Discussions Around Potential Graduate Student Unionization
To: Members of the University Community
From: Ka Yee C. Lee, Provost
Subject: Discussions Around Potential Graduate Student Unionization
Date: November 29, 2022
The University of Chicago is deeply committed to supporting our graduate students. We constantly seek opportunities to improve and enhance graduate education and to partner with graduate students on ways to help them make progress in and complete their programs successfully. Measures of the effectiveness of this collaborative approach include the recent improvements to graduate student education at the University.
Discussions about whether graduate students will ultimately vote to be represented by Graduate Students United - United Electrical, Radio and Machine Workers of America (GSU-UE) are currently taking place on campus. We value open discourse and free expression and encourage members of the campus community with a wide range of perspectives on unionization to join the conversation. This is an important and complex topic on which reasonable people can disagree.
The University’s position is that graduate student unionization is likely to bring more disadvantages than advantages in the form of additional costs, time, and bureaucracy. We currently engage with graduate students through many direct channels, which we believe are more flexible and responsive to students’ varied needs and better suited to our graduate degree programs than a collective bargaining agreement would be.

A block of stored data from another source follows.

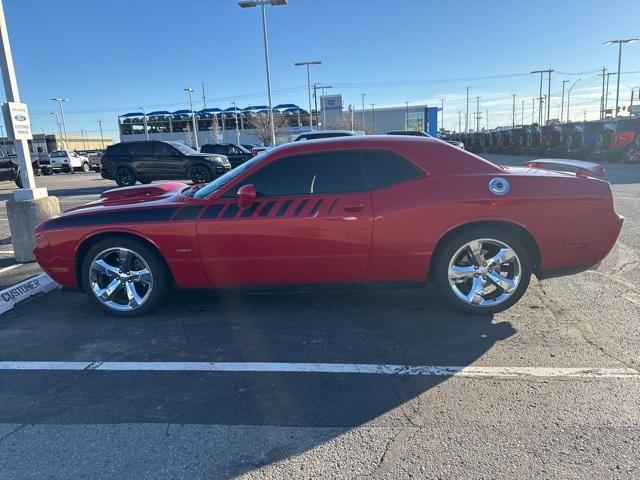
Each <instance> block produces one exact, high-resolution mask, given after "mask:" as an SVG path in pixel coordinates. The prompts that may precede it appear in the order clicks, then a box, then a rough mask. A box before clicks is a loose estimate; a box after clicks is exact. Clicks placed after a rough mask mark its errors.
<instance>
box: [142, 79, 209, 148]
mask: <svg viewBox="0 0 640 480" xmlns="http://www.w3.org/2000/svg"><path fill="white" fill-rule="evenodd" d="M183 90H184V91H185V92H187V93H188V94H189V109H190V110H191V123H192V125H193V137H194V139H195V142H196V143H195V147H196V150H198V149H199V148H200V146H199V145H198V125H197V123H196V112H194V111H193V97H192V96H191V94H192V93H193V92H194V91H195V90H194V89H193V88H191V87H187V88H184V89H183ZM145 118H146V115H145ZM147 138H149V137H147Z"/></svg>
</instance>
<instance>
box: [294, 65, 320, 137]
mask: <svg viewBox="0 0 640 480" xmlns="http://www.w3.org/2000/svg"><path fill="white" fill-rule="evenodd" d="M321 64H322V62H321V61H320V60H309V61H305V62H296V63H294V65H295V66H296V67H302V66H306V67H307V93H308V94H309V128H311V130H313V115H312V112H313V107H312V106H311V72H310V68H311V65H321Z"/></svg>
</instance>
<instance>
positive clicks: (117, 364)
mask: <svg viewBox="0 0 640 480" xmlns="http://www.w3.org/2000/svg"><path fill="white" fill-rule="evenodd" d="M0 370H72V371H78V370H99V371H110V372H254V373H258V372H265V373H266V372H268V373H342V374H374V375H425V376H436V377H440V376H456V377H480V378H487V377H488V378H532V377H533V378H553V377H567V378H618V379H621V378H627V379H640V371H638V370H634V369H632V368H591V367H586V368H554V367H475V366H471V367H456V366H419V365H375V364H351V363H271V362H37V361H25V362H0Z"/></svg>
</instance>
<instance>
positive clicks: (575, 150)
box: [448, 117, 640, 163]
mask: <svg viewBox="0 0 640 480" xmlns="http://www.w3.org/2000/svg"><path fill="white" fill-rule="evenodd" d="M448 139H450V140H457V141H462V142H464V143H465V145H466V146H467V149H469V150H470V151H472V152H475V153H481V152H488V153H506V154H529V155H537V156H541V157H571V158H580V159H587V158H588V159H593V160H597V161H603V160H604V161H617V162H622V163H640V118H635V117H626V118H620V119H617V120H613V119H610V120H604V121H602V120H598V121H589V122H576V123H564V124H553V125H544V126H540V125H536V124H534V125H526V126H517V127H515V128H506V129H499V130H491V131H483V132H474V133H458V134H452V135H449V136H448Z"/></svg>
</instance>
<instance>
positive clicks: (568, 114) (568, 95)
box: [567, 78, 582, 123]
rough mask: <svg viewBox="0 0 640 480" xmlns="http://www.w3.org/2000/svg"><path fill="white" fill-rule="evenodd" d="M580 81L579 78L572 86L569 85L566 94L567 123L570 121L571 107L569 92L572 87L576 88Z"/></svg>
mask: <svg viewBox="0 0 640 480" xmlns="http://www.w3.org/2000/svg"><path fill="white" fill-rule="evenodd" d="M580 80H582V79H581V78H579V79H578V80H576V81H575V82H573V85H571V88H570V89H569V92H568V93H567V123H569V122H570V121H571V117H570V116H569V112H570V110H569V108H570V105H571V91H572V90H573V87H575V86H576V83H578V82H579V81H580Z"/></svg>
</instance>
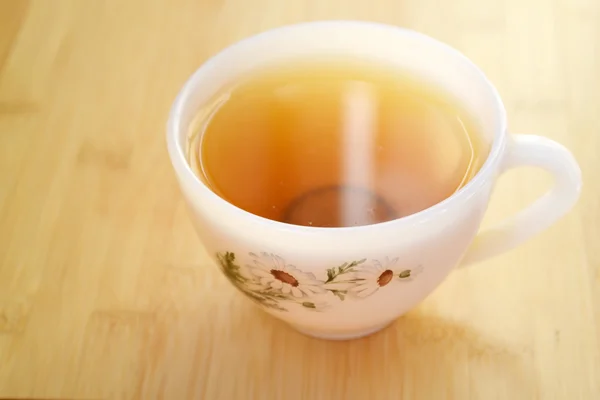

Unionization will have a lasting impact on our campus—once a union is certified by the National Labor Relations Board (NLRB) as the exclusive representative of a bargaining unit, it remains so indefinitely. Should GSU-UE be certified by the NLRB, it will represent all current and future students in the bargaining unit, regardless of whether students wish to be represented by the union. We encourage all members of our community to learn more about unionization, especially graduate students, who should consider how unionization will personally affect them and their programs, now and in the future. This webpage provides information and considerations about graduate education and unionization.
We are grateful to all the students, faculty, and staff who have worked together to identify and address student concerns and to recommend and implement ongoing improvements to the graduate student experience. We remain committed to the well-being and quality of life of our graduate students, as well as to ensuring that graduate education at the University retains the rigorous intellectual character that has been its hallmark since the University’s founding.